L’armée de terre froissée

Luttant contre le vent glacé qui s’amusait à vouloir le délester de son couvre-chef, le général passait en revue l’ensemble de ses troupes. L’infanterie semblait fin prête, le pas réglé, les yeux en flammes, le regard dévorant l’horizon. Quelques piquiers disséminés ça et là, suivant les cyranesques recommandations, pointaient contre cavalerie. Mais la sienne, de cavalerie, où était-elle ? On lui avait rapporté qu’elle bivouaquait sur les hauteurs, non loin de là, et que la jonction ne saurait tarder. Il eut une moue d’impatience. Son regard se reporta sur l’ingénieux dispositif d’artillerie que l’on avait déployé selon ses instructions, et il retrouva le sourire. Cette forteresse à l’invincible réputation n’avait qu’à bien se tenir.

Ici, il nous faut éclairer le lecteur au sujet de la personnalité assez particulière d’un général sur le point de tutoyer la gloire. Notre homme, bien que se voulant mû par des valeurs sublimes, avait fini par se rendre à l’évidence : sa nature d’humain moralement faible, faillible, décevant comme tant d’autres, constituait un bien médiocre contenant pour les joyaux qu’il espérait abriter. Du moins, son goût prononcé pour l’absolu avait rendu détestable à ses yeux toute conquête facile. Les cités vaincues par ses prédécesseurs, aussi aguicheuses que fussent leurs murailles en gruyère, ne l’avaient jamais détourné du chemin austère qu’il s’était fixé. Des années durant, son pas monotone avait négligemment écrasé les feuilles défraîchies portées par les saisons sur son interminable sentier. Mais ce pas s’était momentanément arrêté, quand les craquèlements habituels avaient laissé place à la pâle fragrance des pétales de rose. La fleur qu’il avait toujours voulu cueillir se tenait devant lui : une citadelle imprenable, qui n’attendait justement que d’être prise.

Un galop majestueux se fit enfin entendre au loin. Les chevaux retardataires soulevaient la poussière blanche des champs environnant la forteresse. Ils prirent rapidement place aux extrémités des lignes de l’armée mugissante, qui se mit aussitôt en route vers son destin. Les fantassins s’élancèrent en innombrables lignes de douze, un cavalier à la tête de chacune d’entre elles. Les piquiers présents dans chaque ligne en accentuaient l’aspect vertical. L’artillerie lourde ponctuait cet assaut de grondements assourdissants, suivis de silences terribles. Au beau milieu de cette attaque réglée, l’impensable se produisit. La terre se fissura, se craquela, se froissa, se chiffonna sous les pieds de l’envahisseur, qui se trouva englouti en quelques instants.

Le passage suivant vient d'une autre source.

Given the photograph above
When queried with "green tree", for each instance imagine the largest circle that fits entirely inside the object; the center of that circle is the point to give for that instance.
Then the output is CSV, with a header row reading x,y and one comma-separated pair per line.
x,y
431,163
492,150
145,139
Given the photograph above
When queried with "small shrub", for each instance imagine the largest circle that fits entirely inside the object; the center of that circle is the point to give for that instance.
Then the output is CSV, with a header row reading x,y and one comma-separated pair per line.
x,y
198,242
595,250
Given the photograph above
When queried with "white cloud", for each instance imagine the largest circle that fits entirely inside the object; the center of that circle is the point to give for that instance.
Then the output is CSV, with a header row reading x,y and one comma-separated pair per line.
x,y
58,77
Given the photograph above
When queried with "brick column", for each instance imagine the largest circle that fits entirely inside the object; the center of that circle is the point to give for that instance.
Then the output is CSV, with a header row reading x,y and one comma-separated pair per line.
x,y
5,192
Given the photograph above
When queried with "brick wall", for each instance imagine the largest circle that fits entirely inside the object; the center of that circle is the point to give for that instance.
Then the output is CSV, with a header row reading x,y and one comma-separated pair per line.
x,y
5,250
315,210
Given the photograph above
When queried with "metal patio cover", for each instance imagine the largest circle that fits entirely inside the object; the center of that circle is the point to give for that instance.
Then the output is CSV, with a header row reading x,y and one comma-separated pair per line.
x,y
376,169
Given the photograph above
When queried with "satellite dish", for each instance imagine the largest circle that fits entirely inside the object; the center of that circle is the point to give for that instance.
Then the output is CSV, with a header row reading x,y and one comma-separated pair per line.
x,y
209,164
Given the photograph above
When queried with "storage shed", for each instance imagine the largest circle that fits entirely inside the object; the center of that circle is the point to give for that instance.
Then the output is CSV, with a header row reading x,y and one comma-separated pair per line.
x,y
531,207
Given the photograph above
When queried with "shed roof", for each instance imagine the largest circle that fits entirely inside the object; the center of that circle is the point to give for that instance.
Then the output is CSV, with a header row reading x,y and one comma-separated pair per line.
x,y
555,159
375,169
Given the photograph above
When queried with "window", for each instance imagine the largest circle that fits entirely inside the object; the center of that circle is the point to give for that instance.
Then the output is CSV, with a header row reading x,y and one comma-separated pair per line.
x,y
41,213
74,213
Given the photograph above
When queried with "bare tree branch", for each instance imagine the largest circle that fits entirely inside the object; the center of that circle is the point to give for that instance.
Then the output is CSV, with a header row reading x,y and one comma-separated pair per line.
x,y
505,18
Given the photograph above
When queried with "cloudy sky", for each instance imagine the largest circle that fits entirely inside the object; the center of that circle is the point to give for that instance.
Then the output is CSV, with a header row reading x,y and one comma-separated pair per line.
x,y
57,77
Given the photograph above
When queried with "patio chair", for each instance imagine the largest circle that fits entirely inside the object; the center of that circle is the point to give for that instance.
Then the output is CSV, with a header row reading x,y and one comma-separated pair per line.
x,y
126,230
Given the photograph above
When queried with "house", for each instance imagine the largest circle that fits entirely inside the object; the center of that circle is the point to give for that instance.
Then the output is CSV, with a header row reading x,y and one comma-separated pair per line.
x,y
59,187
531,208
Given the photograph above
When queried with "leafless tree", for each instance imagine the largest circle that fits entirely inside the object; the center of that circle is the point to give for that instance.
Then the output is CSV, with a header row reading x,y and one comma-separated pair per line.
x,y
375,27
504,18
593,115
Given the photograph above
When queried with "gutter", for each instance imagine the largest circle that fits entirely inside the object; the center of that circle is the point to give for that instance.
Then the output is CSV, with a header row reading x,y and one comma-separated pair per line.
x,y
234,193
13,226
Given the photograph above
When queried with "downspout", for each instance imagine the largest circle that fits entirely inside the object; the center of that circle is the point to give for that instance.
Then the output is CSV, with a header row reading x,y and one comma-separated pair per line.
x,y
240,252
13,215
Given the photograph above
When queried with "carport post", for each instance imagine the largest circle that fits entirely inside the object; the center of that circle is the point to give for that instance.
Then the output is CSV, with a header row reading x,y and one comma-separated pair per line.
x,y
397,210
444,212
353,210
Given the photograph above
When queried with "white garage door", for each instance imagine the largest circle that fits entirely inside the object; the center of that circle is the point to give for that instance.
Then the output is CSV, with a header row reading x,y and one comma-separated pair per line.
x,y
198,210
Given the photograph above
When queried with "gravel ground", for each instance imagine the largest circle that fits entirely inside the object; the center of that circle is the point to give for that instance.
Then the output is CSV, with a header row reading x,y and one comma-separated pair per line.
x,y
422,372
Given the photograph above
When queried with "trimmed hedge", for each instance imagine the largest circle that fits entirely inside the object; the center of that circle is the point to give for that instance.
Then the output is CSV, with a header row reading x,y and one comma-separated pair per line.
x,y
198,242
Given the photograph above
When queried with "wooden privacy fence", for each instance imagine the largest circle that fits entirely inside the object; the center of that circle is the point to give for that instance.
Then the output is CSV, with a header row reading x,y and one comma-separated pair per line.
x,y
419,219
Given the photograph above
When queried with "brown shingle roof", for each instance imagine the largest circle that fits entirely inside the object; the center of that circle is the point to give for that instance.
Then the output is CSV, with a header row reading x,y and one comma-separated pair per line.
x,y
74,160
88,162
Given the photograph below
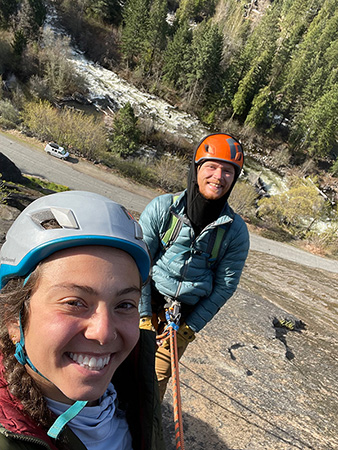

Depuis son balcon, la jeune femme, qui avait roulé le poème en boule, le jeta d’un geste dédaigneux. La feuille froissée, les syllabes fantassines, les rimes un peu trop cavalières, les p, les q, les t, entre autres lettres piquantes, l’artillerie des points et des virgules rythmant le propos, tous se retrouvèrent dans une même agonie. Au pied du mur, le général défait perdit son couvre-chef dans un dernier coup de vent, et reprit tristement son chemin parsemé de feuilles mortes.

A.H.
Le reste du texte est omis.